WINDHOEK, Nov. 18, 2025 — Namibia may not fully benefit from South Africa’s plan to lower its inflation target, according to the Bank of Namibia, which warned that domestic price pressures, especially wage demands and rising utility costs, could blunt any positive spillovers.
In a statement released on Tuesday, the central bank said the high share of administered prices in Namibia’s inflation basket remains a major obstacle to matching South Africa’s expected disinflation. Administered prices include government-regulated costs such as water, electricity, and municipal services, which tend to rise faster and more rigidly than market-driven prices.
“The relatively high proportion of administered prices in Namibia’s inflation basket may limit the country from fully reaping the benefits of the envisaged lower inflation target set by South Africa,” the Bank of Namibia said.
Why South Africa’s Inflation Target Matters for Namibia
Because the Namibian dollar is pegged to the South African rand, Namibia often experiences similar inflation trends. A lower inflation target in South Africa could ease imported price pressures, strengthen purchasing power, and support long-term interest-rate stability in Namibia.

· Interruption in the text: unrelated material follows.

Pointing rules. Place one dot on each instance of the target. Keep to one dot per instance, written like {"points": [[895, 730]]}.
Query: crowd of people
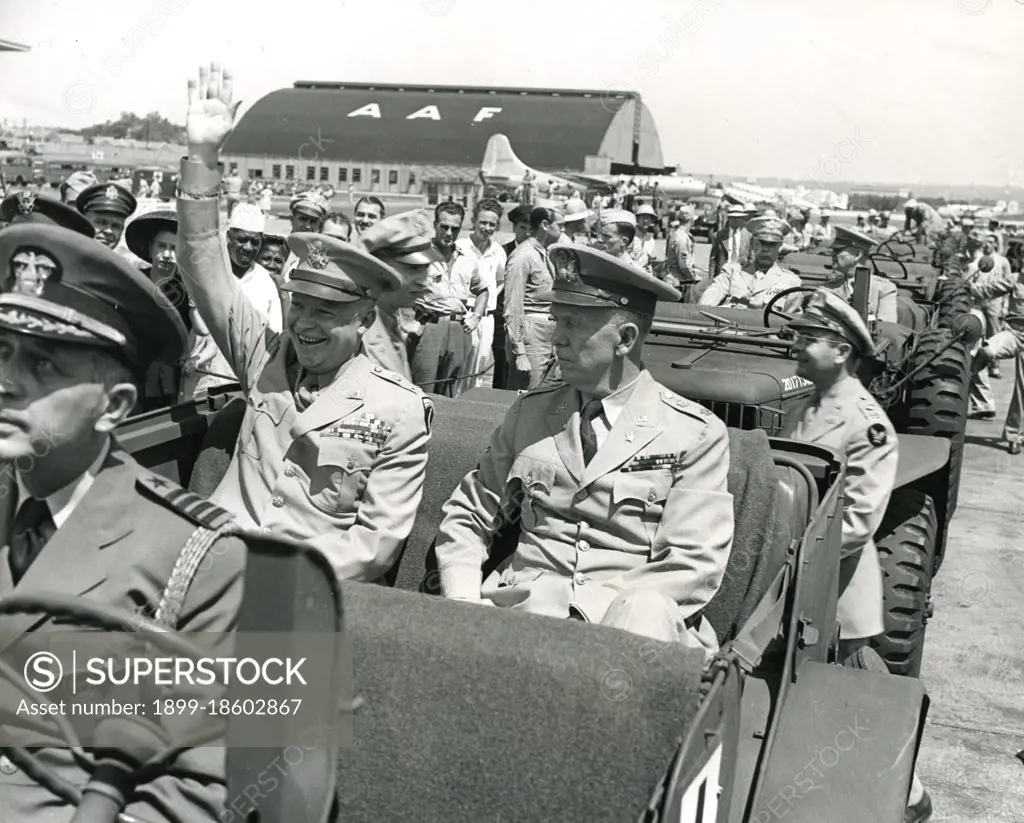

But the central bank warned that local structural factors ; such as increases in electricity tariffs, water pricing, and wage settlements could undermine those benefits.
Plans to Rein in Domestic Price Pressures
To maintain price stability, the Bank of Namibia said it will work with key economic stakeholders to review how wages and administered prices drive inflation. The collaboration aims to slow inflationary momentum and ensure that Namibia can capture more of the gains from South Africa’s tighter inflation framework.
Economists say that if Namibia fails to contain regulated price increases, it may continue to experience higher inflation than its regional counterpart, potentially complicating monetary policy alignment, borrowing costs, and overall economic competitiveness.